(Revised) For converging certain large demand models with "feedback" toward equilibrium between demand and congested travel times, the author has already found by trial-and-error that much runtime can be saved by allowing assignments in the early iterations of the demand model to stop at larger relative gaps than in the later iterations, without seeming to impede overall model convergence. This study seeks a basis beyond trial-and-error to decide how much convergence is enough for assignments only used for feedback, and to know where runtime can be saved without impairing the model's overall progress toward equilibrium.

(The well-cited paper of similar title by Boyce, Ralevic-Dekic and Bar-Gera, on the other hand, relates gaps to link-flow stability of the final assignments of given travel demands.)

Skim-error experiments begin with skims following a well-converged assignment. Those trips are then reassigned at various relative-gap stopping levels. Skims from the less-converged assignments are compared to those from the best-converged, in terms of the average and root-mean-square difference, and maximum deviation. Separate experiments with different periods of the day, congestion levels, modeled locations, congestion-delay functions, software and assignment algorithms each yield a set of data points for relative skim error (compared to well-converged) versus relative gap of the assignment.

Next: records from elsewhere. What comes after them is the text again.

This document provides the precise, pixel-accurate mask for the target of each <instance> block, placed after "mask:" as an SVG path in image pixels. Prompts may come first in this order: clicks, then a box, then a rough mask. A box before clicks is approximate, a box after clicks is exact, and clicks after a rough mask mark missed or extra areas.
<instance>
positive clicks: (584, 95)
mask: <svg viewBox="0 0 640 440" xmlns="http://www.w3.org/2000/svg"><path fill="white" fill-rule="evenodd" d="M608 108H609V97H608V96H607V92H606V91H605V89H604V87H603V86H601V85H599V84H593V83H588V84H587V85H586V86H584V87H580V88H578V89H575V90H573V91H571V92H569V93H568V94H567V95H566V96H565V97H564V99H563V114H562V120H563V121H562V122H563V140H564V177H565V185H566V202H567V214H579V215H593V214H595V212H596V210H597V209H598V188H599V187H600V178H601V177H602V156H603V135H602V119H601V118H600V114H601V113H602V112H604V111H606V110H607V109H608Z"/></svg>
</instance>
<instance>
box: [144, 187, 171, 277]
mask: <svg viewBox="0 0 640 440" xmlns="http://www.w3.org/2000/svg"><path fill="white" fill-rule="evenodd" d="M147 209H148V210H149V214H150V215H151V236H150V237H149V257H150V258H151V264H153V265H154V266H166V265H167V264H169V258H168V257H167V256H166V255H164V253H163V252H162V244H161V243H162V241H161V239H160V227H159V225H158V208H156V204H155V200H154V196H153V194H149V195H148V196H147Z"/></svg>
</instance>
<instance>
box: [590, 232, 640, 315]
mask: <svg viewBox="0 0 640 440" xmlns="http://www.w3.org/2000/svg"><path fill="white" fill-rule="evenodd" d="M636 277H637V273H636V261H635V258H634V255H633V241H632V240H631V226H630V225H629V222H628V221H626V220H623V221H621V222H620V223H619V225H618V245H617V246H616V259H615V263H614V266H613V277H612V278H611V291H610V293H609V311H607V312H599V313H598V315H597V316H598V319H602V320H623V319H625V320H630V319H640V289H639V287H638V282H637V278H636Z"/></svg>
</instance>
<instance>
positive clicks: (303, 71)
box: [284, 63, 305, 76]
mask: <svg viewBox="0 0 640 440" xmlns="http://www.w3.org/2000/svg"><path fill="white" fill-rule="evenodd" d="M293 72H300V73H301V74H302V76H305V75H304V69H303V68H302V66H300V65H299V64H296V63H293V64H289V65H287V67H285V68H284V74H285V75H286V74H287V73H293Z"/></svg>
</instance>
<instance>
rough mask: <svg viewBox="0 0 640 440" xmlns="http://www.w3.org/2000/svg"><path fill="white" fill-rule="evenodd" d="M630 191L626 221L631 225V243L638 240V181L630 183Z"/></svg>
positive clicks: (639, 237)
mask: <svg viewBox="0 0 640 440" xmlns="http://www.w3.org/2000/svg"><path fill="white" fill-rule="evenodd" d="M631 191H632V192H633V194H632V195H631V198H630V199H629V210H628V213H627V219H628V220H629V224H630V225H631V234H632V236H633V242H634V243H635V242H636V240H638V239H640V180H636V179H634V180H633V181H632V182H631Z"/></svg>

Relative average skim errors (compared to those from their respective well-converged assignments), from the variety of models tested, are found to cluster around a fairly consistent general relationship with relative gap.

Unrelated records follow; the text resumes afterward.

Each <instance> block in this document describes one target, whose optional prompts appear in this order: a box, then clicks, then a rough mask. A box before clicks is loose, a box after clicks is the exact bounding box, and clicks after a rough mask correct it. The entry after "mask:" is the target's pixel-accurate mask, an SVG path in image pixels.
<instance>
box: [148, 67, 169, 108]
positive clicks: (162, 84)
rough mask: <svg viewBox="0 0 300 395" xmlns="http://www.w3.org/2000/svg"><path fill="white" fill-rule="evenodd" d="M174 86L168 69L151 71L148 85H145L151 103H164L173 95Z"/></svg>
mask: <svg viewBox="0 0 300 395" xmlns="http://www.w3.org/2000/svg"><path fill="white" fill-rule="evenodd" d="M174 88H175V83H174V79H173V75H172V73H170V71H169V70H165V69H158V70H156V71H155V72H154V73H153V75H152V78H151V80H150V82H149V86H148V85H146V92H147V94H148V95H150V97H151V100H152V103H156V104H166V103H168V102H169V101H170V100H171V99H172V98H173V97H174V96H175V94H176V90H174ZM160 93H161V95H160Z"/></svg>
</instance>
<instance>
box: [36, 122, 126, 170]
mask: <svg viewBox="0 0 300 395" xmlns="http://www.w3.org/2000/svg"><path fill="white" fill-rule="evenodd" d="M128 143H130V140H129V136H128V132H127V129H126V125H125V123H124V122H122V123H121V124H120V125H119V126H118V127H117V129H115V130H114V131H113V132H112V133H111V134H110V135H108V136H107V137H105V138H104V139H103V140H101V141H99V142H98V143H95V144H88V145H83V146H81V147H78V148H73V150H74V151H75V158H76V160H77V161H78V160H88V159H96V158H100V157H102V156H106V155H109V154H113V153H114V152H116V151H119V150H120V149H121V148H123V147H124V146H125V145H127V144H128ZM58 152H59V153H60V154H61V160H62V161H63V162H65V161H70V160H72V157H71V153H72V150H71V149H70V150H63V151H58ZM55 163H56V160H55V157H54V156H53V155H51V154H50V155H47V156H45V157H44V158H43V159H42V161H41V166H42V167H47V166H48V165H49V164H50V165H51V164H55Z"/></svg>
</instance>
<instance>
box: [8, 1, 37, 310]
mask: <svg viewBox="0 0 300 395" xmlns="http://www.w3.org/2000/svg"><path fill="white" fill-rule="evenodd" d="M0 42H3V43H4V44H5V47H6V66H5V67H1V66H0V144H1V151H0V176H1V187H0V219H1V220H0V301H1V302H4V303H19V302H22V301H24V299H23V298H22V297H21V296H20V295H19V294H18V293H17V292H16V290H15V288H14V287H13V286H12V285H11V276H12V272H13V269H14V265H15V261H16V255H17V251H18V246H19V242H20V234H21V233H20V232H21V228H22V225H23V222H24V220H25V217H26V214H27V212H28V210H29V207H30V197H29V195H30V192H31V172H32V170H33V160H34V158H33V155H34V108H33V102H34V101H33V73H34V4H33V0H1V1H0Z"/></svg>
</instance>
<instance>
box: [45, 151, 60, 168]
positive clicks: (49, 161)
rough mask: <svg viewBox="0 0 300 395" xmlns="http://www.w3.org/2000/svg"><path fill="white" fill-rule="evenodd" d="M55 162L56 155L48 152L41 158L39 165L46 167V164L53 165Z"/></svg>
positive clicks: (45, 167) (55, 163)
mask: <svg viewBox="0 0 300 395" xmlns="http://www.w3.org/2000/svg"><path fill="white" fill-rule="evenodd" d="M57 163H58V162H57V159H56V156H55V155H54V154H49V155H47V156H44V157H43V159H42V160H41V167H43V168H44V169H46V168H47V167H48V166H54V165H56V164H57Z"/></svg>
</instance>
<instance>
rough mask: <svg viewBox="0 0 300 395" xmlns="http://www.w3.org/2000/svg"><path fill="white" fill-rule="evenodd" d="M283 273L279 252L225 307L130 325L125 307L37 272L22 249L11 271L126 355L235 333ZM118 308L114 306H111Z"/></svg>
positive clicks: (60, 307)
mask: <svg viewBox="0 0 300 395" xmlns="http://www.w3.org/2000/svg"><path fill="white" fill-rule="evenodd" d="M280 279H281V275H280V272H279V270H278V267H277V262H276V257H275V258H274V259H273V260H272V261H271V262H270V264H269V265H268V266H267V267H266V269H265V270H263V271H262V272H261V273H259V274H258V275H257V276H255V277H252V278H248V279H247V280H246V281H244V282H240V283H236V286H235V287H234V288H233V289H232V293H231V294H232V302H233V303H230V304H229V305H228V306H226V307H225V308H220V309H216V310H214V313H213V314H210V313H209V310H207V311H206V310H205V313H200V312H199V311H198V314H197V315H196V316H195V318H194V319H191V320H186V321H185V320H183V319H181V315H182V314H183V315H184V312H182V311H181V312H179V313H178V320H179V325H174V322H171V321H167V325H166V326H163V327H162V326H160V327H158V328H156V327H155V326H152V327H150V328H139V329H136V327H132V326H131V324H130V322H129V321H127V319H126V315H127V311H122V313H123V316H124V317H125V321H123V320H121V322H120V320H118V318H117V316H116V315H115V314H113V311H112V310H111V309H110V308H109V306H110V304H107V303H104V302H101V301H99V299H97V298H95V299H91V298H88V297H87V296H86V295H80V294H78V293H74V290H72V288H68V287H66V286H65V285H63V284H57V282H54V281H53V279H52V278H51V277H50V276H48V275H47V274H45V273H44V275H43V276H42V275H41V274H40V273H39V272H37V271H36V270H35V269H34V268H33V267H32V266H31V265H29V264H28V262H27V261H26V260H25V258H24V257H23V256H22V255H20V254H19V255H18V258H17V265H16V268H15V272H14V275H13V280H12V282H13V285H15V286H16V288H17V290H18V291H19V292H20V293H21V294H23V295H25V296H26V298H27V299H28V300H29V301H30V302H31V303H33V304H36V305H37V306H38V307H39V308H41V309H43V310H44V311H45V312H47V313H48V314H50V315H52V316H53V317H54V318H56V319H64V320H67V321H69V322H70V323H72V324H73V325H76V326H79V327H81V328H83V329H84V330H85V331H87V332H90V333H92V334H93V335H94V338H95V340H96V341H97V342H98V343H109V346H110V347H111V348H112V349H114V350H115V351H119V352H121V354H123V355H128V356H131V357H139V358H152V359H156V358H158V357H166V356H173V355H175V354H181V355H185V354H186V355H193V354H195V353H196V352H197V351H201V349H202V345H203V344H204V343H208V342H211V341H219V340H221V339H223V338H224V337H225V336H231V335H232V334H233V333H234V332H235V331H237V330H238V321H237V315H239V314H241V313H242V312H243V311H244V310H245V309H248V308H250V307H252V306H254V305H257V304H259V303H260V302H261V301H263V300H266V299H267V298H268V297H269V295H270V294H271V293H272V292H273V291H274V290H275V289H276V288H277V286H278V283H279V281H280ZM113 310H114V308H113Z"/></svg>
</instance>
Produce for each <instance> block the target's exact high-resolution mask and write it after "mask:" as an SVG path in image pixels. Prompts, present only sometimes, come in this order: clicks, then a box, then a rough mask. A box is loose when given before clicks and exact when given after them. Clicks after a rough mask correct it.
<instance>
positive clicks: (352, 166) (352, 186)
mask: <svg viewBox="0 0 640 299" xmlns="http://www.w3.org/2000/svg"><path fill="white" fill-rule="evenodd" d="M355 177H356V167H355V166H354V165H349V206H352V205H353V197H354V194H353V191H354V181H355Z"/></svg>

Additional comparisons were made upon different versions of a model differing only be the choice of a constant relative gap criterion in all assignments, to compare the rates and limits of convergence. The present tests find that the relative gap chosen does not affect the rate of convergence, until measures of successive-iteration skim changes drop to the magnitude of the skim errors indicated by the above tests. Whenever this occurs, the skims may continue indefinitely to fluctuate, with skim successive-differences comparable to those skim errors.

These findings give more direction to the scheduling of relative gaps in a model's feedback iterations, and also identify situations where a model's successive skim changes may understate skim errors due to the assignment convergence level.